Hello
Could use some help with fresh ELK installation on premises. I installed Elasticstack and Kibana with mostly default configuration. In Elasticstack conf i changed Data path and uncommented host and port settings. In Kibana i uncommented host, port and publicBaseUrl.
When starting Elasticstack i as given firstime user and token. When starting Kibana for the first time i got to insert that token and login in worked. So far so good.
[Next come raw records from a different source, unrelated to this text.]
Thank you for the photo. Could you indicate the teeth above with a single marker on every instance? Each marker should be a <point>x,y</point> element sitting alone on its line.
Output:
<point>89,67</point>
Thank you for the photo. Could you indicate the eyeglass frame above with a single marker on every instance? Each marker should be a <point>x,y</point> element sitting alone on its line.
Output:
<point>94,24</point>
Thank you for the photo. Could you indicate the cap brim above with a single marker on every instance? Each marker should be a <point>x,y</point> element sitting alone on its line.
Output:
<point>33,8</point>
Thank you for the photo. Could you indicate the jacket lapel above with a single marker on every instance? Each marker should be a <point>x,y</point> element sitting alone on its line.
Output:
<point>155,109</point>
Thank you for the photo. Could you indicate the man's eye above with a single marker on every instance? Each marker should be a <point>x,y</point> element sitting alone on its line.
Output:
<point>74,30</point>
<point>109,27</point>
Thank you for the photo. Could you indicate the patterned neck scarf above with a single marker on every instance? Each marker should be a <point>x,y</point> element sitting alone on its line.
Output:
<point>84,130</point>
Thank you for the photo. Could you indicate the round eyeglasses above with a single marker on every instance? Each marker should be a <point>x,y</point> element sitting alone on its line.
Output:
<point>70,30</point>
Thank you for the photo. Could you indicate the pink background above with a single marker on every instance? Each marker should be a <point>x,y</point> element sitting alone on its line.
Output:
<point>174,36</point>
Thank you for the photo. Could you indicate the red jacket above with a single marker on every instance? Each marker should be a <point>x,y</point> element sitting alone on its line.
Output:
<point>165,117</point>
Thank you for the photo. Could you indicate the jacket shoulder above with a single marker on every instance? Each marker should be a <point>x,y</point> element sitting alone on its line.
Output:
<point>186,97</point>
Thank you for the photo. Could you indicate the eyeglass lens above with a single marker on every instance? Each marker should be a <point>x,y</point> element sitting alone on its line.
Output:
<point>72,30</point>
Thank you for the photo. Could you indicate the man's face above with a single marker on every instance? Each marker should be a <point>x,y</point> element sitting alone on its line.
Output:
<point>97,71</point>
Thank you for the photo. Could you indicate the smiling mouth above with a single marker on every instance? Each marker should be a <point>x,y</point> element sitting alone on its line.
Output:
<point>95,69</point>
Then i installed Logstash and made simple pipe config, where input is syslog and output is Elasticstack. But i get errors:
Logstash:
[2022-10-28T12:38:03,467][INFO ][logstash.outputs.elasticsearch][main] Failed to perform request {:message=>"x.x.x.x:9200 failed to respond", :exception=>Manticore::ClientProtocolException, :cause=>#<Java::OrgApacheHttp::NoHttpResponseException: x.x.x.x:9200 failed to respond>}
Elasticsearch:
[2022-10-28T12:37:58,446][WARN ][o.e.x.s.t.n.SecurityNetty4HttpServerTransport] [ELK] received plaintext http traffic on an https channel, closing connection Netty4HttpChannel{localAddress=/x.x.x.x:9200, remoteAddress=/x.x.x.x:54377}
It seems like authentication problem. When i tested with Elasticsearch security turned off it started sending fine but that also removes users login part that i like.
What do i need to add in logstash to make it work with authentication.
i tryed to change:
output {
elasticsearch {
hosts => ["x.x.x.x:9200"]
}
}
hosts to include http / https aswell, dident change anything.